Vistos etc., acorda, em Turma, a 5ª CÂMARA CRIMINAL do Tribunal de Justiça do Estado de Minas Gerais, na conformidade da ata dos julgamentos, à unanimidade, em DAR PARCIAL PROVIMENTO.

DES. PEDRO COELHO VERGARA 

RELATOR.

DES. PEDRO COELHO VERGARA (RELATOR)

V O T O

I - DO RELATÓRIO - Cuida-se de AÇÃO PENAL PÚBLICA promovida pelo MINISTÉRIO PÚBLICO contra DIONATAN MAICON DIAS DA COSTA como incurso nas sanções do artigo 157 § 2º incisos I e II e do artigo 155 §4º inciso II na forma do artigo 69 do Código Penal.

Narra a denúncia que no dia 09 de Março de 2012 por volta das 18:20 horas no local denominado por Rua Manoel Assis Pereira nº150 Bairro Goiás na Comarca de Araguari o apelante subtraiu para si 15 [quinze] camisetas gola pólo do estabelecimento comercial da vítima Maria Rúbia Fernandes mediante grave ameaça exercida com emprego de arma de fogo tudo conforme consta do anexo inquérito policial [f. 02-04].

Consta ainda na exordial acusatória que no dia 16 de Março de 2012 por volta das 17:32 horas no mesmo local o apelante subtraiu 01 [uma] calça jeans de propriedade da vítima Maria Rúbia Fernandes mediante fraude [f.idem].

Recebida a denúncia o apelante foi citado e interrogado, apresentando a defesa preliminar de f.55 [f.52 e 53-54].

As testemunhas arroladas foram ouvidas, interrogando-se o apelante, nada requerendo as partes em diligência [f.70-73 e 74].

O Órgão Ministerial pede nas alegações finais a condenação, rogando a defesa a absolvição do delito de roubo por falta de prova, a absolvição do delito de furto pela aplicação do princípio da insignificância e alternativamente a aplicação da atenuante da confissão espontânea e a fixação da pena no mínimo legal [f.75-80 e 81-87].

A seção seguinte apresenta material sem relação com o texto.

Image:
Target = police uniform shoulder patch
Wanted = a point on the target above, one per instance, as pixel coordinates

Proferida a sentença o apelante foi condenado nas sanções do artigo 157 § 2º incisos I e II e do artigo 155 §§2º e 4º inciso II c/c o artigo 14 inciso II na forma do artigo 69 do Código Penal à pena de 05 [cinco] anos e 08 [oito] meses de reclusão e ao pagamento de 14 [quatorze] dias-multa sobre 1/30 [um trigésimo] do salário mínimo vigente à época dos fatos atualizando-se na forma da lei no regime semiaberto [f.88-94].

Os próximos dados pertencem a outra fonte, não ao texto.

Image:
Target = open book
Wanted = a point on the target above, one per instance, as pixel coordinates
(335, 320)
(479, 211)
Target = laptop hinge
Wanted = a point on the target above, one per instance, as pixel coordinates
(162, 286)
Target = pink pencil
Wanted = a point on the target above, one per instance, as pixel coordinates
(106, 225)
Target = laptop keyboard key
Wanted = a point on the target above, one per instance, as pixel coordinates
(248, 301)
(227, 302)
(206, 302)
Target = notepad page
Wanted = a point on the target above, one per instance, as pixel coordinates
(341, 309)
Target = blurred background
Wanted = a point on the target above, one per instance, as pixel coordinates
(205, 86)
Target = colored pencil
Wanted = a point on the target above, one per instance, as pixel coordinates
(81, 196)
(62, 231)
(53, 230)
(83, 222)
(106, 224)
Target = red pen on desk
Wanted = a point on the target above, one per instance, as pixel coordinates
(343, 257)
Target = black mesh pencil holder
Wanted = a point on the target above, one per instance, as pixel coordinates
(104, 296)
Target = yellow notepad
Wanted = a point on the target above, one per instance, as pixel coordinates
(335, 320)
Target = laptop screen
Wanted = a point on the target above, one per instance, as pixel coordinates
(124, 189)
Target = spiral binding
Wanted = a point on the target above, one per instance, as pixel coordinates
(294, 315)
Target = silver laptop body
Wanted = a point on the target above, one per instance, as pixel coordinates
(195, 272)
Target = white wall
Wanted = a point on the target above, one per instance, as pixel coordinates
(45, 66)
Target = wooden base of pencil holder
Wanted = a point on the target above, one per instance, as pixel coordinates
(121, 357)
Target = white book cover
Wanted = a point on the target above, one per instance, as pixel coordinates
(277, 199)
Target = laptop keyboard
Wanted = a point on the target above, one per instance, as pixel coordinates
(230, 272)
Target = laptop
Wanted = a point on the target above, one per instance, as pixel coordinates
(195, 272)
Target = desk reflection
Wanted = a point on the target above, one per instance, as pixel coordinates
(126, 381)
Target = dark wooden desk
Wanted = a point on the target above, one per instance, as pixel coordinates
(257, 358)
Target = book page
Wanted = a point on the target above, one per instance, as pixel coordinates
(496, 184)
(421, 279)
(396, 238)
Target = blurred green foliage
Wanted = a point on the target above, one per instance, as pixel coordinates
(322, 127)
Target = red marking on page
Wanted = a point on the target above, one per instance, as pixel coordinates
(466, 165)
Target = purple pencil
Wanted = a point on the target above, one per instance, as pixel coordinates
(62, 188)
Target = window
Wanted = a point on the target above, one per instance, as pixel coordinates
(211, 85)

Inconformado com a decisão recorreu o apelante, pretendendo a absolvição do delito de roubo por falta de prova, a absolvição do delito de furto pela aplicação do princípio da insignificância e alternativamente a aplicação da atenuante da confissão espontânea, a fixação da pena no mínimo legal e a isenção do pagamento das custas processuais, rogando o Parquet o desprovimento do pleito, manifestando-se a Procuradoria-Geral de Justiça de igual forma [f.114-121, 130-141 e 146-151].

É o breve relato.

- VOTO -

II - Da admissibilidade - Conheço do recurso já que presentes estão os pressupostos para sua admissão.

III - Das preliminares - Inexiste na espécie qualquer nulidade tampouco causa de extinção da punibilidade.

VI - Do mérito - Cuida-se de crimes de roubo majorado e furto qualificado tentado praticados em concurso material cujas normas penais incriminadoras se encontram insculpidas respectivamente no artigo 157 § 2º incisos I e II e no artigo 155 §§2º e 4º inciso II c/c o artigo 14 inciso II na forma do artigo 69 do Código Penal.

Resume-se a questão à análise da possibilidade da absolvição do delito de roubo por falta de prova, da absolvição do delito de furto pela aplicação do princípio da insignificância e alternativamente da aplicação da atenuante da confissão espontânea, da fixação da pena no mínimo legal e da isenção do pagamento das custas processuais.

Do pedido de absolvição do delito de roubo - A defesa pede a absolvição do crime de roubo por ausência de prova.

Razão lhe assiste.

A materialidade delitiva se encontra comprovada pelo Boletim de Ocorrência de f.30-33 e pela prova oral colhida.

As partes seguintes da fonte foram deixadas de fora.